With lack of bookings, theater company turns to radio
Past meets present, in a reconnection forged by a pandemic, at Murder Cafe.
Performances by the 11-year-old theatrical company, which is based in Ulster County and creates interactive, comedic murder mysteries at fundraisers and venues such as country clubs, casinos and, for the past five years, Bannerman’s Island, came to a halt in March. The company needed to reinvent itself quickly, recalls its co-founder and artistic director, Frank Marquette.
And so Hudson Valley Radio Theatre was born.
Instead of staging plays in person (the company does about 45 shows per year), the actors have moved to Zoom. They record their performances and sound engineer Kenny Drao produces the stories in ways that often evoke broadcasts from the Golden Age of Radio in the 1930s and 1940s. The Hudson Valley Radio Theatre roster of 12 programs is a mix of whodunits, a variety show and classic stories such as Wuthering Heights and Dracula.
Murder Cafe works with a rotating group of actors — last year there were 51 —many of whom made the transition from live performance to radio with guidance from Marquette.
“It’s a different way of presenting themselves, using voice only,” he explains. “You have to convey more emotion because you can’t use gestures or create drama with just a look. There are dramatic pauses but the actor has to rely heavily on the emotional range of the voice. There are differences in pacing, in this medium, and there are the technical challenges, but the actors have been great.”
Once the actors have done their work, Drao inserts sound effects, enhances voices and gives everything a period flavor.
“We will end the year with 15 shows,” Marquette says. “After Wuthering Heights went so well, I now want to do programs which fit in with a school curriculum, especially high school, such as The Great Gatsby and Great Expectations.”
The company’s first production at Bannerman’s Island was An Evening with Edgar Allan Poe, followed by a version of the radio broadcast of H.G. Wells’ The War of the Worlds. Next came Whiskey Women, an original play about bootleggers; Dracula; and, last year, Arsenic and Old Lace.
This year, the company was scheduled to present a play based on Frankenstein on the island, which is dominated by the ruins of a castle. Each show the company does is site-specific. “You have to make the surroundings part of the production,” Marquette explains. “At Bannerman’s you have trains, boats, geese flying over.”
He founded Murder Cafe in Las Vegas in 1998. “It was a case of ‘Go west, young man,’” he says. “I spent 11 years in Albuquerque and 11 years in Nevada. I was an advertising sales manager and graphic artist, while always acting. My wife and I got involved with a murder-mystery company. After we founded Murder Cafe, it took off; we did corporate shows along with lots of public shows. We moved back to the Hudson Valley in 2009, and it only took a year to get back to the number of performances we had been doing in Las Vegas.”
To promote the performances, Marquette reaches about 8,400 people on an email list, publishes a monthly newsletter and posts on social media. The radio-show audio files are posted to sites such as Spotify and Anchor.fm. “All of this translates to what is now close to 1,000 listeners,” he says.

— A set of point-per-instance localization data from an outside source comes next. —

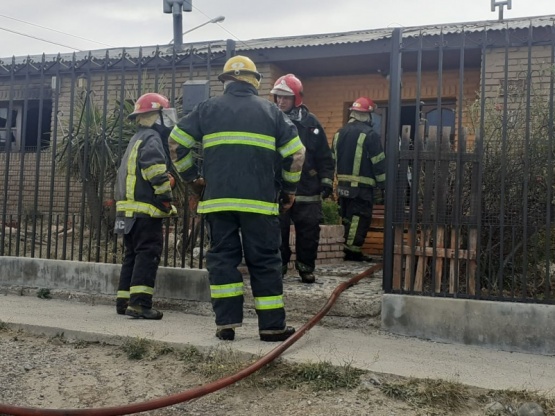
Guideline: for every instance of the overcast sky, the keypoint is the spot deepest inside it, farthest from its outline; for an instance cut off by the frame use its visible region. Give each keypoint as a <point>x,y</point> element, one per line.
<point>99,24</point>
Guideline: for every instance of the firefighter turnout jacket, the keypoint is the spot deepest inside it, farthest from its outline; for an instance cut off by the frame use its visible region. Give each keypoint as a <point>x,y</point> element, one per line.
<point>142,186</point>
<point>318,167</point>
<point>240,134</point>
<point>359,159</point>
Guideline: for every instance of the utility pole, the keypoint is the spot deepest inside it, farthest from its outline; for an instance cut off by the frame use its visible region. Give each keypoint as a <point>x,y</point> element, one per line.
<point>175,7</point>
<point>501,4</point>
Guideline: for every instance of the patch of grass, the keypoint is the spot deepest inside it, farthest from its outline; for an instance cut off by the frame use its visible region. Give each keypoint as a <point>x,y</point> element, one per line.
<point>515,398</point>
<point>325,376</point>
<point>421,393</point>
<point>44,294</point>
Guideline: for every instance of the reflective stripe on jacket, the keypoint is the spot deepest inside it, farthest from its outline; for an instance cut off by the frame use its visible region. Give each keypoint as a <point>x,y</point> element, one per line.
<point>142,184</point>
<point>359,157</point>
<point>246,140</point>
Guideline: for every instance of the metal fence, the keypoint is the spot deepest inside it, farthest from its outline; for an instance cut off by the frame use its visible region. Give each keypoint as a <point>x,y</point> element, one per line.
<point>63,130</point>
<point>469,213</point>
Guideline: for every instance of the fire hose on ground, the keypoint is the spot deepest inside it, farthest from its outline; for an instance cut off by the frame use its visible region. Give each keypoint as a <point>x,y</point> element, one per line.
<point>206,388</point>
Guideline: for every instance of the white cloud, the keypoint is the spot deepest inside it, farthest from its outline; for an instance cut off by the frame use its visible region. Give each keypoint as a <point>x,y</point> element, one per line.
<point>142,22</point>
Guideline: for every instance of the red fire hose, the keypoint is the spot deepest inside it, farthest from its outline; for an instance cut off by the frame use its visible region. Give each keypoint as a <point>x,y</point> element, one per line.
<point>201,390</point>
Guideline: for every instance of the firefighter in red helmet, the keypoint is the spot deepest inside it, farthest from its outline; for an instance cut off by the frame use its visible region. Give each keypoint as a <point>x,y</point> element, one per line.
<point>315,184</point>
<point>143,200</point>
<point>360,168</point>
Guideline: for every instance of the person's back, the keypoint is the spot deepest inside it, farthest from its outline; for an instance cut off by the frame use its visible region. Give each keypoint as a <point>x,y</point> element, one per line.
<point>316,180</point>
<point>242,136</point>
<point>360,168</point>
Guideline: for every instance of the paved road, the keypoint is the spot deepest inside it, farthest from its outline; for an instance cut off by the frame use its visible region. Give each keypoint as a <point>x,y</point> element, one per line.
<point>371,350</point>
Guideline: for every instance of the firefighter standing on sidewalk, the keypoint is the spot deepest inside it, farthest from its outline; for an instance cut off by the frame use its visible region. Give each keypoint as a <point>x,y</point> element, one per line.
<point>242,136</point>
<point>316,180</point>
<point>144,196</point>
<point>360,168</point>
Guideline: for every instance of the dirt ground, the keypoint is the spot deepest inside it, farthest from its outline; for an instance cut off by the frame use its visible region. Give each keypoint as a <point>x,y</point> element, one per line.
<point>54,373</point>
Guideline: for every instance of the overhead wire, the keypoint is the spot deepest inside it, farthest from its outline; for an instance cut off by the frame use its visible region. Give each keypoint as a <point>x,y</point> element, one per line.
<point>41,39</point>
<point>55,30</point>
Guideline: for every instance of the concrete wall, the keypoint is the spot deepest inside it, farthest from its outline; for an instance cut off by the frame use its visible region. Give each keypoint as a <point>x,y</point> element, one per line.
<point>99,278</point>
<point>515,327</point>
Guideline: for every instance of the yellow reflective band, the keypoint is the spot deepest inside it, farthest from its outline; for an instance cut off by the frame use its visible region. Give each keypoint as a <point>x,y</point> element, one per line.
<point>154,170</point>
<point>131,178</point>
<point>184,139</point>
<point>356,180</point>
<point>162,189</point>
<point>378,158</point>
<point>185,163</point>
<point>352,230</point>
<point>358,154</point>
<point>292,147</point>
<point>124,294</point>
<point>314,198</point>
<point>131,207</point>
<point>268,303</point>
<point>239,137</point>
<point>230,290</point>
<point>242,205</point>
<point>141,290</point>
<point>292,177</point>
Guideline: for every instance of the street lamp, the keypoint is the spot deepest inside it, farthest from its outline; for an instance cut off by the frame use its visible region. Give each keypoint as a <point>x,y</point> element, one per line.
<point>217,19</point>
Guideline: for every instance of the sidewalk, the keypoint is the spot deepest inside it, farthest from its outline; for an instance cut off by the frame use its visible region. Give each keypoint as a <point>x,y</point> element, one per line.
<point>369,349</point>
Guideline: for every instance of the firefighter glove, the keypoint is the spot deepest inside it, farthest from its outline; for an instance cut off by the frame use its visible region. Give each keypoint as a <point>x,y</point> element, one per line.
<point>197,186</point>
<point>327,191</point>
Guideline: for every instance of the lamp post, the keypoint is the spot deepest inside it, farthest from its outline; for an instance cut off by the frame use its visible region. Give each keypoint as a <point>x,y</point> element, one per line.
<point>217,19</point>
<point>175,7</point>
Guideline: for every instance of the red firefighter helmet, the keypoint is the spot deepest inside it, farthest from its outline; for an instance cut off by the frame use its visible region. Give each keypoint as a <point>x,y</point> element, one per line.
<point>363,105</point>
<point>148,103</point>
<point>289,85</point>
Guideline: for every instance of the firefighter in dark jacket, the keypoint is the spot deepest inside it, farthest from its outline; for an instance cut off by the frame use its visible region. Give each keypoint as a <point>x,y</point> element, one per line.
<point>242,135</point>
<point>360,168</point>
<point>144,196</point>
<point>316,180</point>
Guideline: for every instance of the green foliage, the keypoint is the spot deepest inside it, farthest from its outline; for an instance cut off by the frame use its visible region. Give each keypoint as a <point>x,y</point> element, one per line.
<point>518,158</point>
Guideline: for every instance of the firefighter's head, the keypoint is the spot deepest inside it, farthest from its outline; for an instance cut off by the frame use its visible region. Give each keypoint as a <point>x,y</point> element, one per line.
<point>288,92</point>
<point>152,108</point>
<point>240,68</point>
<point>362,109</point>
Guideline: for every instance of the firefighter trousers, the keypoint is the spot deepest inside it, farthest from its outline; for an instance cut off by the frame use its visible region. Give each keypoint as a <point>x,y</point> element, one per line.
<point>257,237</point>
<point>356,214</point>
<point>143,248</point>
<point>306,218</point>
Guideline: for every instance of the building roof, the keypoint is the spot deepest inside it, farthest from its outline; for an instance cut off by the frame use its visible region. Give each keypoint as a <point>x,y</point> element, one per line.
<point>294,42</point>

Once the pandemic is over, Marquette says he plans to keep the radio component active. “It’s kept our name out there, the actors love doing it and people are happy that we’ve given them an alternative entertainment medium,” he says. “I’ve had many conversations with clients — the people who run inns and other venues. No one wants to put customers at risk. I’ve been asked to perform live, but it’s too risky. We’ll just wait.”

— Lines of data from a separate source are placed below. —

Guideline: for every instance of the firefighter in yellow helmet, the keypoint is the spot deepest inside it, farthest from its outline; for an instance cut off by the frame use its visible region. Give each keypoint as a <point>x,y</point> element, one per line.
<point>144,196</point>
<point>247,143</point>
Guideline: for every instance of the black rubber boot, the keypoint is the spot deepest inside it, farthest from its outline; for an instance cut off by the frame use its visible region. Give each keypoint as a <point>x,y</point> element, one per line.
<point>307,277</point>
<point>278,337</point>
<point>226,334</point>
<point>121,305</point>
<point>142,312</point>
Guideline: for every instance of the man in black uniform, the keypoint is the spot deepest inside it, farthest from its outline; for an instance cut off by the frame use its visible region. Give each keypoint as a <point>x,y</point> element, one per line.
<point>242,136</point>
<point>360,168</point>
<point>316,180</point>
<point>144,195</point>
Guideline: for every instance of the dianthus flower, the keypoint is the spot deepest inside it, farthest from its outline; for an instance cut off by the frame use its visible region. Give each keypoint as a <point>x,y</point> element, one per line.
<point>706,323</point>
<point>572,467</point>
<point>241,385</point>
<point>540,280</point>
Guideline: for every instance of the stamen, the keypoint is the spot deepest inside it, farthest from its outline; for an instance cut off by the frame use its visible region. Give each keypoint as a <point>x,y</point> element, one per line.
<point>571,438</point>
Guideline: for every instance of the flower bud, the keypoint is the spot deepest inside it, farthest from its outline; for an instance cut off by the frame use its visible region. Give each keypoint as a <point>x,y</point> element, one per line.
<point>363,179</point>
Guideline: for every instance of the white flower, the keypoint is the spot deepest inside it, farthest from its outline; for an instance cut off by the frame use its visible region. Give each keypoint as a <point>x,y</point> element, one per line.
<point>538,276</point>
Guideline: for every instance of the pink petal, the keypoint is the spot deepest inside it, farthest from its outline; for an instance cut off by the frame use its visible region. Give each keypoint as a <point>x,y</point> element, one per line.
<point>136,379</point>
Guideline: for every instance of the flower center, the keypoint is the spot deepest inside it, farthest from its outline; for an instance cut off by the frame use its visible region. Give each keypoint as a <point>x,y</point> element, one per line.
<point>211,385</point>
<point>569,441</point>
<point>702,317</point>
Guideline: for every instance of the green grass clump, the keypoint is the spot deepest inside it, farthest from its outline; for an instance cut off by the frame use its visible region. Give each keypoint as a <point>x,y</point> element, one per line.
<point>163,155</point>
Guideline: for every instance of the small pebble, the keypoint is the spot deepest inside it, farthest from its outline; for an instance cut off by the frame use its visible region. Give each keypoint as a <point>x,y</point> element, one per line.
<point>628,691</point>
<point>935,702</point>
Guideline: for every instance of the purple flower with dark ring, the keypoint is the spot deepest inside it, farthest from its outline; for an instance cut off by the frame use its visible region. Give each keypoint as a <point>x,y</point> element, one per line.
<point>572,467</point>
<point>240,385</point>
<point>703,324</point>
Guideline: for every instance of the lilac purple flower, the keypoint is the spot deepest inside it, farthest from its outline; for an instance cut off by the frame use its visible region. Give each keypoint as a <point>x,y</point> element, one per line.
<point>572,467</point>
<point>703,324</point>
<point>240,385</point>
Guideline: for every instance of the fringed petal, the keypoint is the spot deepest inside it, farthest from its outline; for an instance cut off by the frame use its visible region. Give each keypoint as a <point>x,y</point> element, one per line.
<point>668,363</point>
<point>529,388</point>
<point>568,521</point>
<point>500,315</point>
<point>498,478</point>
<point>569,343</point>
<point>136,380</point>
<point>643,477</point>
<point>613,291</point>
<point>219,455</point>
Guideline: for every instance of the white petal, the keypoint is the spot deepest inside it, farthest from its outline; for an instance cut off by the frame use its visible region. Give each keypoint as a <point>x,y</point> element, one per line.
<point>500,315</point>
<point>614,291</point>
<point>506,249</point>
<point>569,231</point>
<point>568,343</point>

To listen to any of Murder Cafe’s performances, including Murder Me Always; Murder at the Speakeasy; Death by Chocolate; Murder on the Air; Sorry, Wrong Number; The Lodger; Ghost Hunt; The Masque of the Red Death; Poe Live; and The Virtual Variety Show, visit hudsonvalleyradiotheatre.com. The productions range in length from 16 to 85 minutes. They are free, but donations are welcome.